En garibi de şu: Hasetlik etmeden, kıskançlığa düşmeden, bir arkadaşının başarısıyla samimiyetle gururlanabilmek bende müthiş bir haz oluşturuyor. Çünkü insan, başkasının sevincine ortak olabildiği kadar insandır. O an, içimdeki dar dünya genişliyor. Kalbim, sadece kendime yetmeyen bir kap olmaktan çıkıp başkalarına da açılan bir haneye dönüşüyor.
Belki de kendimi gerçekleştirememiş hissetmemin sebebi, tek bir noktada durmayı reddetmemdir. Belki benim yolum, varılacak bir menzilden ziyade yürüyüşün kendisidir. Devran hâlinde olmak… Düşe kalka, yorula dinlene, ama hep bir adım daha atarak.
Şunu biliyorum: İnsan durduğunda değil, anlamını kaybettiğinde tükenir. Benim anlamım ise harekette, faydada ve samimiyette gizli. Ve galiba Rabbim beni, tamamlanmış bir sonuçtan ziyade, bitmeyen bir gayretle imtihan ediyor.
Varsın olsun.
Yürümek, bana yetiyor.
Kavak Ağaçları ve Hatıralarım
Kavak ağaçlarını hep sevmişimdir.
Belki boylarından, belki rüzgârla konuşan dallarından… Ama asıl sebep, onlara yüklediğim hatıralardır.
Babamın vefatından sonra bir süre halamın evinde, adeta hayata emanetçi olarak kalmıştım. Geceleri uykum, evin yanındaki kavakların rüzgârla çıkardığı o uğultuya karışırdı. Ne tam korku, ne tam huzur… Bir gerilim vardı içinde ama insanı diri tutan cinsten. Sanki o sesler, gecenin karanlığında “yalnız değilsin” der gibiydi.
O kavaklar bana her zaman gökyüzüyle bütünleşmiş gibi gelirdi. Kökleriyle toprağa, dallarıyla semaya tutunmuşlardı. Yanlarından geçen dere, onları öyle beslemişti ki, adeta göğe merdiven dayamışlardı. Su, sabırla akmış; kavaklar sabırla uzamıştı. Hayat da öyle değil miydi zaten? Sessizce akanlar, en çok yükselenler olurdu.
Nedense kendimi hep o ağaçlarla eş tuttum. İnce, uzun, rüzgâra açık… Ama kökleri derinde. Her savruluş bir kopuş değildi; bazen sadece esnemekti.

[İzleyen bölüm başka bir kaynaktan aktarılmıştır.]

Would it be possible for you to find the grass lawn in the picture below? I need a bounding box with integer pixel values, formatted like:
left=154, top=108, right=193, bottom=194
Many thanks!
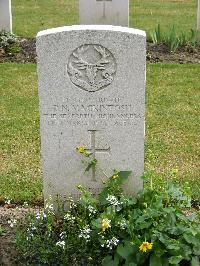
left=12, top=0, right=197, bottom=37
left=0, top=63, right=200, bottom=203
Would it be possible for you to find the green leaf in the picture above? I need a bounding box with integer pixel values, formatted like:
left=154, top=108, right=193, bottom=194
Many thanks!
left=169, top=255, right=183, bottom=266
left=191, top=257, right=200, bottom=266
left=149, top=254, right=162, bottom=266
left=124, top=262, right=137, bottom=266
left=117, top=244, right=134, bottom=260
left=102, top=256, right=119, bottom=266
left=183, top=234, right=199, bottom=246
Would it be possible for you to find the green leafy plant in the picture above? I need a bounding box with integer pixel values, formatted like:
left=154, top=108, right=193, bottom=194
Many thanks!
left=16, top=147, right=200, bottom=266
left=150, top=24, right=199, bottom=52
left=0, top=30, right=21, bottom=55
left=150, top=24, right=163, bottom=44
left=165, top=25, right=181, bottom=52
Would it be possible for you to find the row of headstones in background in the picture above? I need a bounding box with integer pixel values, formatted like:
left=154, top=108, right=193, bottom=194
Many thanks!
left=79, top=0, right=129, bottom=27
left=0, top=0, right=200, bottom=32
left=0, top=0, right=12, bottom=32
left=37, top=25, right=146, bottom=205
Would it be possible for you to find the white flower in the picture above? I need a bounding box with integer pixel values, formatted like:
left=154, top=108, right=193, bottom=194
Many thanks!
left=8, top=219, right=17, bottom=227
left=79, top=225, right=92, bottom=242
left=106, top=195, right=120, bottom=206
left=56, top=241, right=65, bottom=249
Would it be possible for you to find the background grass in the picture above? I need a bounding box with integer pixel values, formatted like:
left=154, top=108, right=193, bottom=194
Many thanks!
left=12, top=0, right=197, bottom=37
left=0, top=63, right=200, bottom=203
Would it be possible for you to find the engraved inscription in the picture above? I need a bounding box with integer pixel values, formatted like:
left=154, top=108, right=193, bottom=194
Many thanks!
left=67, top=44, right=117, bottom=92
left=43, top=97, right=143, bottom=129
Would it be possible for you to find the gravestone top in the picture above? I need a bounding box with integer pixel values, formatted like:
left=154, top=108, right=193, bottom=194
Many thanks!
left=37, top=25, right=146, bottom=206
left=79, top=0, right=129, bottom=27
left=37, top=25, right=146, bottom=38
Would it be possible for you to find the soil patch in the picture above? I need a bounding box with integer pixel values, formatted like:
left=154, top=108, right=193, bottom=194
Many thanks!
left=0, top=39, right=200, bottom=64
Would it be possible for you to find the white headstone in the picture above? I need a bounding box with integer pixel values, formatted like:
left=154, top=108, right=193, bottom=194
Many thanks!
left=79, top=0, right=129, bottom=27
left=0, top=0, right=12, bottom=32
left=37, top=25, right=146, bottom=204
left=197, top=0, right=200, bottom=31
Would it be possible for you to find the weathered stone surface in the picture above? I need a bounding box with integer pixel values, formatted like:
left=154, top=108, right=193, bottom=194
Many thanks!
left=79, top=0, right=129, bottom=27
left=0, top=0, right=12, bottom=32
left=37, top=26, right=146, bottom=204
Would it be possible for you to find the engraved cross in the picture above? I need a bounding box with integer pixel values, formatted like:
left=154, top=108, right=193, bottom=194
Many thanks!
left=86, top=130, right=110, bottom=181
left=96, top=0, right=112, bottom=18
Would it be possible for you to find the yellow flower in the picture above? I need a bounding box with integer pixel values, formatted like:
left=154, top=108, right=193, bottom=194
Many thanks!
left=112, top=175, right=119, bottom=180
left=101, top=219, right=111, bottom=232
left=77, top=145, right=86, bottom=153
left=140, top=241, right=153, bottom=252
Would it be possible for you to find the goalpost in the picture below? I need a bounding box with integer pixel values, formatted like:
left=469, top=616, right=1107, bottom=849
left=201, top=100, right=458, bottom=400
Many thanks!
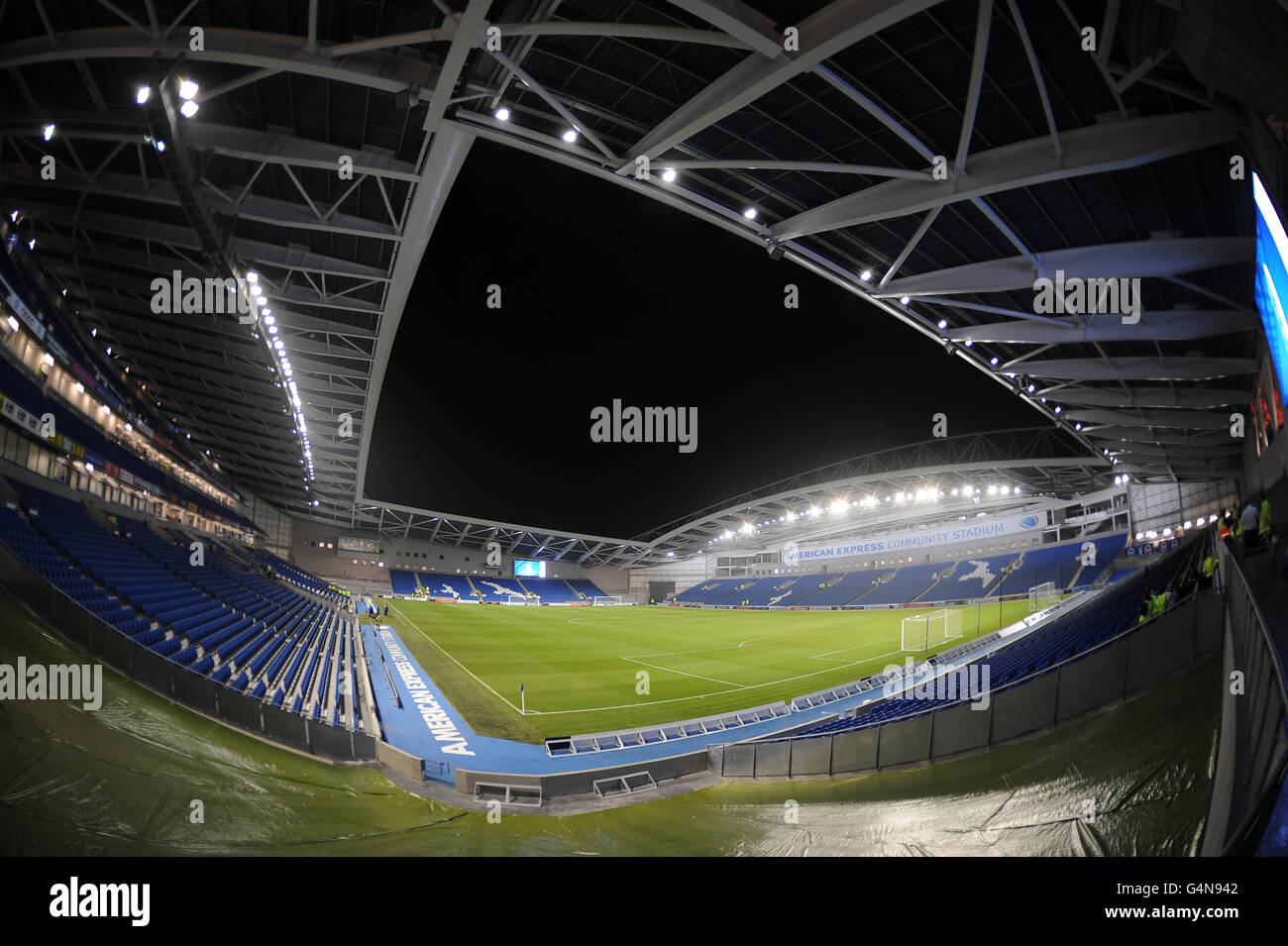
left=899, top=607, right=962, bottom=651
left=1029, top=581, right=1060, bottom=611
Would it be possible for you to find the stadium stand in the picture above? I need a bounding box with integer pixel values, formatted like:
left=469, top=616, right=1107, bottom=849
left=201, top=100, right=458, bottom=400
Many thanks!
left=669, top=533, right=1127, bottom=607
left=917, top=552, right=1027, bottom=601
left=567, top=578, right=604, bottom=601
left=0, top=482, right=361, bottom=728
left=0, top=345, right=255, bottom=532
left=863, top=563, right=949, bottom=605
left=793, top=542, right=1203, bottom=739
left=793, top=569, right=896, bottom=607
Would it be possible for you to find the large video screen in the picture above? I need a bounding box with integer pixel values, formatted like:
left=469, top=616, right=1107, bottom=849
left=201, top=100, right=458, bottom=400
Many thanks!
left=514, top=559, right=546, bottom=578
left=1252, top=173, right=1288, bottom=404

Sonbahar geldiğinde yaprakları gazel olurdu. Dallarından kopan yaprakları toplar, tandır başında yufka ekmek yaparken ateşe atardık. O yapraklar, bir ağacın vedasıydı belki ama bizim için ekmeğin, bereketin, sofranın parçasıydı. Hayatın döngüsünü o yaşta öğrenmiştim: Düşen her şey kaybolmaz, bazen başka bir şeye dönüşür.

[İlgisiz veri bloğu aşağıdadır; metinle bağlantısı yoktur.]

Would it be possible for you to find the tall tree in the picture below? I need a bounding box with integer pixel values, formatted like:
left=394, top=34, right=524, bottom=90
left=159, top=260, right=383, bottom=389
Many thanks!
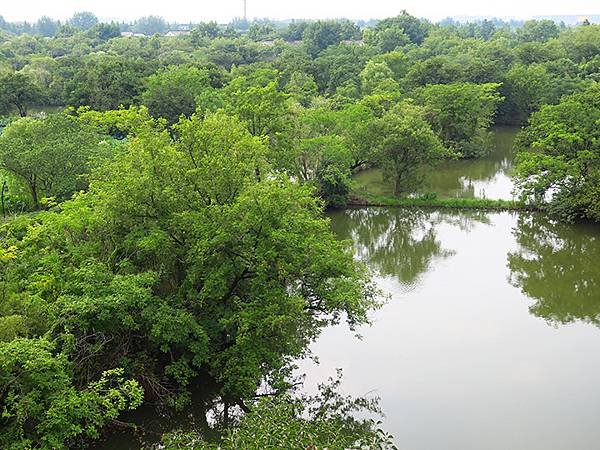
left=376, top=104, right=445, bottom=195
left=0, top=114, right=111, bottom=208
left=0, top=72, right=43, bottom=117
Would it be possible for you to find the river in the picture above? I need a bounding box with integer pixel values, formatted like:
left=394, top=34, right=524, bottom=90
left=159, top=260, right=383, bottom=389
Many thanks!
left=300, top=128, right=600, bottom=450
left=301, top=208, right=600, bottom=450
left=354, top=127, right=518, bottom=200
left=97, top=129, right=600, bottom=450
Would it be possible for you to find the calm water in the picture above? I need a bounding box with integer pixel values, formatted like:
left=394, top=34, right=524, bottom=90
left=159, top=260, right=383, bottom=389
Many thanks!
left=301, top=208, right=600, bottom=450
left=356, top=127, right=519, bottom=199
left=96, top=124, right=600, bottom=450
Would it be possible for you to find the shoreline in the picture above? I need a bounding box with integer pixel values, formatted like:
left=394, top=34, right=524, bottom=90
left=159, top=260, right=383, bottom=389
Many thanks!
left=347, top=194, right=539, bottom=211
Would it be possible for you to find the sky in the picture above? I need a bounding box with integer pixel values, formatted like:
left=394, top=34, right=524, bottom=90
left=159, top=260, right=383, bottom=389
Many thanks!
left=0, top=0, right=600, bottom=23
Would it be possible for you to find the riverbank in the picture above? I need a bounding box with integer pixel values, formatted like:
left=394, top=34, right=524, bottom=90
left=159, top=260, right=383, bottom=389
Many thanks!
left=348, top=194, right=537, bottom=211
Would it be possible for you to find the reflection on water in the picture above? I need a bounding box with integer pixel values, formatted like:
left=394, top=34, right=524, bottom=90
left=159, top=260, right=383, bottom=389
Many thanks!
left=355, top=127, right=519, bottom=199
left=423, top=127, right=518, bottom=199
left=300, top=208, right=600, bottom=450
left=333, top=208, right=452, bottom=289
left=508, top=215, right=600, bottom=326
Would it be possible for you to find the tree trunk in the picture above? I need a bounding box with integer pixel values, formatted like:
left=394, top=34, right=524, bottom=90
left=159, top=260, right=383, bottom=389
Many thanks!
left=29, top=183, right=40, bottom=211
left=16, top=103, right=27, bottom=117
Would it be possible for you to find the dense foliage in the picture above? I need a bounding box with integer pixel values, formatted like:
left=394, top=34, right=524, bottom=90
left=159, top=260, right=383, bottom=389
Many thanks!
left=0, top=12, right=600, bottom=206
left=0, top=110, right=376, bottom=447
left=0, top=8, right=600, bottom=449
left=517, top=83, right=600, bottom=221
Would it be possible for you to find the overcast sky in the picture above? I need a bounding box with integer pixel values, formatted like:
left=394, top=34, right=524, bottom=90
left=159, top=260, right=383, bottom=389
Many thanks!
left=0, top=0, right=600, bottom=23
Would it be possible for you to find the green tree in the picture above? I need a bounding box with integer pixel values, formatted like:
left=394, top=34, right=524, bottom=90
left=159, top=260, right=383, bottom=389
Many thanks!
left=0, top=339, right=143, bottom=450
left=376, top=104, right=446, bottom=195
left=225, top=75, right=289, bottom=139
left=133, top=16, right=168, bottom=36
left=516, top=83, right=600, bottom=221
left=360, top=60, right=400, bottom=95
left=0, top=114, right=111, bottom=208
left=68, top=11, right=98, bottom=30
left=285, top=72, right=318, bottom=107
left=0, top=112, right=378, bottom=444
left=162, top=370, right=396, bottom=450
left=517, top=20, right=560, bottom=42
left=0, top=72, right=43, bottom=117
left=142, top=66, right=216, bottom=123
left=35, top=16, right=60, bottom=37
left=419, top=83, right=502, bottom=158
left=65, top=54, right=146, bottom=110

Bahar geldiğinde ise kavakların pamukları uçuşurdu. O beyazlık bana her zaman şefkati hatırlattı. Yaraları saran, sesi yükseltmeden varlığını hissettiren bir şefkati… Kavaklar o zaman korkutucu değil, anaçtı. Rüzgâr bile daha yumuşak eserdi dallarında.

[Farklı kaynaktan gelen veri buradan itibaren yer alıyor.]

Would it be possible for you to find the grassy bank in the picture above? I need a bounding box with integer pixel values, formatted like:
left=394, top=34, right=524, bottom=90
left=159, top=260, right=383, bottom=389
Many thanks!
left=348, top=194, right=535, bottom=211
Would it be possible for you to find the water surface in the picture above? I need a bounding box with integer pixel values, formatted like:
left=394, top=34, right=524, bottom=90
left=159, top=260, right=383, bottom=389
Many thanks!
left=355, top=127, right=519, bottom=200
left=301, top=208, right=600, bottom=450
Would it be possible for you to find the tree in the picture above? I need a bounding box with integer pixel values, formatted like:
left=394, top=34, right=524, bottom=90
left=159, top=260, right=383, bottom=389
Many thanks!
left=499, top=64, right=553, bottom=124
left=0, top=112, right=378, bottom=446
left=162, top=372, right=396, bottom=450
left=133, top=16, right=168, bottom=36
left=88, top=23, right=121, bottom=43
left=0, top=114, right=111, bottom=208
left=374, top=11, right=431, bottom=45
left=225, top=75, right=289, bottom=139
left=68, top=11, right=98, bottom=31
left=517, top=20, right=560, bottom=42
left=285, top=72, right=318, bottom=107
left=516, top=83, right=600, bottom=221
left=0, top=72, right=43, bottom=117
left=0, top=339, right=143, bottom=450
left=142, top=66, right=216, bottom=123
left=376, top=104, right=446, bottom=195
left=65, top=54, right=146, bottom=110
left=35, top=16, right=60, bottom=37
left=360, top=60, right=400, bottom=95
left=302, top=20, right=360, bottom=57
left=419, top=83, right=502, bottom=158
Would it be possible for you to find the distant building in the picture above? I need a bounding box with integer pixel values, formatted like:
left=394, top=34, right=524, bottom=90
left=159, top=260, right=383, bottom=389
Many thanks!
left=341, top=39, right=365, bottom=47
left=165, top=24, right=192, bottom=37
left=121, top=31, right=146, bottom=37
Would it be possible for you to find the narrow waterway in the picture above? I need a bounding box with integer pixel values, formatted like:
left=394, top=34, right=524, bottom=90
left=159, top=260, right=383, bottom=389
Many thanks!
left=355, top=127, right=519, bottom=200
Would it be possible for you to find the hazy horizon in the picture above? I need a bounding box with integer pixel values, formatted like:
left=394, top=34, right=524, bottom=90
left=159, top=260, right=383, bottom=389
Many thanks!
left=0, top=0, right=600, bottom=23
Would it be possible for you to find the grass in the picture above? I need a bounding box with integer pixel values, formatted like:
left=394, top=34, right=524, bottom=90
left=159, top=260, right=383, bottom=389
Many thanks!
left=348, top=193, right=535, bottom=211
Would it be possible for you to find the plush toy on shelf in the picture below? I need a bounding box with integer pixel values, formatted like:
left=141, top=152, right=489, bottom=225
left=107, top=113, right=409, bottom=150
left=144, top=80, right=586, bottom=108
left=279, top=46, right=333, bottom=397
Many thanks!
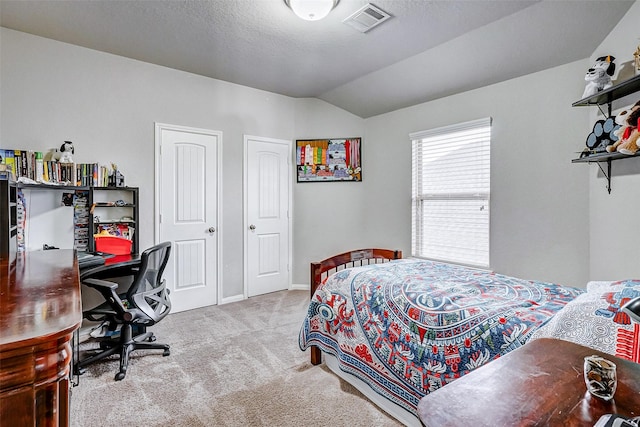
left=58, top=141, right=75, bottom=163
left=582, top=55, right=616, bottom=98
left=607, top=101, right=640, bottom=156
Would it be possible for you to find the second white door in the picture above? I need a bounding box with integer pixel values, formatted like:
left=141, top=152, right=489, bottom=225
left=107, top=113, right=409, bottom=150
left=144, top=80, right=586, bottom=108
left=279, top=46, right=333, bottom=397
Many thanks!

Bugün hâlâ bir kavak ağacı gördüğümde durur, bakarım. Çünkü bazı ağaçlar sadece ağaç değildir. Kimi zaman bir baba sessizliği, kimi zaman bir gece korkusu, kimi zaman da şefkatli bir bahar sabahıdır.
Kavaklar bana şunu öğretti:
İnsan, rüzgârda sallansa da köklerini unutmamalı. Çünkü göğe uzanmanın tek yolu, toprağa sağlam basmaktan geçer.